C’ÉTAIT il y a longtemps, bien avant les faussaires du numérique. Dans les années 1850, la toute jeune Société française de photographie se déchirait pour savoir si des clichés retouchés pouvaient être admis à des expositions. L’art qui venait de naître n’était-il pas, contrairement à la peinture, une reproduction exacte de la réalité ? Des retouches apparaissaient aux puristes comme une atteinte insupportable à la sincérité photographique.

– La réponse était donc évidente.

– Non, parce que, sans œuvres retouchées, il n’y aurait pas eu d’expositions : dans le secret de leur atelier, la plupart des professionnels corrigeaient un détail, effaçaient une ombre, soulignaient l’éclat d’un regard ou d’un bijou, à l’aide d’un couteau, d’un pinceau ou d’un crayon gras. Ils ne cherchaient pas à tromper, mais à montrer une personne ou un paysage sous son meilleur jour.

– Et alors ?

– On a coupé la poire en deux : n’étaient interdits d’exposition que les clichés présentant des retouches « essentielles ».

– C’était vague…

– Volontairement. Mais une trentaine d’années plus tard, l’emploi du gélatino-bromure d’argent a ouvert la photographie aux amateurs. Ceux-ci, réunis en clubs, se sont posés en gardiens farouches de la virginité photographique, refusant toute retouche.

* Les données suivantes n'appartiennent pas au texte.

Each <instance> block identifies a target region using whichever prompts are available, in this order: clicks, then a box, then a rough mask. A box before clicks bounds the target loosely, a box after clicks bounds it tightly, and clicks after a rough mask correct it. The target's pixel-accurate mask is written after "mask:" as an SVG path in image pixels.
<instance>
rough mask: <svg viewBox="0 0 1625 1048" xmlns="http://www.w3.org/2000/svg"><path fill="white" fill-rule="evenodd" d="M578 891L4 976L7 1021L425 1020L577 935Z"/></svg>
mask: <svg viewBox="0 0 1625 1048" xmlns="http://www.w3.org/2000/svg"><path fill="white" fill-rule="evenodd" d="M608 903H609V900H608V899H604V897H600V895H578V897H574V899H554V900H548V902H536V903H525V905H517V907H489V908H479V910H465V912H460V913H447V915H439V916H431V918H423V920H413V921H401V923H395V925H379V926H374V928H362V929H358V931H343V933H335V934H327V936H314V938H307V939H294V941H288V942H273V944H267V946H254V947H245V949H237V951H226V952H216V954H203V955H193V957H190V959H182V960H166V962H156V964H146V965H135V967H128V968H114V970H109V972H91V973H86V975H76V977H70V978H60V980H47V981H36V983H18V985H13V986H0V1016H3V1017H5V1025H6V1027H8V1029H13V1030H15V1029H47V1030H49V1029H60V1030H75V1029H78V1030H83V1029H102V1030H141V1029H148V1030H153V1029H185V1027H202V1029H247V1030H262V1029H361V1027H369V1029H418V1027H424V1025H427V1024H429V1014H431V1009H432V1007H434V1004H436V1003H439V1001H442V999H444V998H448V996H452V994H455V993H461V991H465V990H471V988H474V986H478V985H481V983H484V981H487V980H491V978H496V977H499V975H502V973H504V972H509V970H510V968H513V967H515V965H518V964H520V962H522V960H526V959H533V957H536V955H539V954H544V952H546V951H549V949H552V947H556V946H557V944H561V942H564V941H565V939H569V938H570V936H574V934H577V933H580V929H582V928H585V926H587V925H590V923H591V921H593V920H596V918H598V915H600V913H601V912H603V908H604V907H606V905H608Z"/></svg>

– On en est loin… Même Photoshop appartient à un autre siècle ! Que je sache, le cinéma n’a pas donné lieu à de tels débats.

– Parce qu’il a tout de suite été perçu comme un art du spectacle et un véhicule de la fiction. Les effets spéciaux, apparus avec le muet, enchantent toujours le public : il admet qu’on manipule des images, non pour le manipuler, mais pour l’étonner, l’amuser ou lui donner de fortes sensations. C’est compris dans le billet.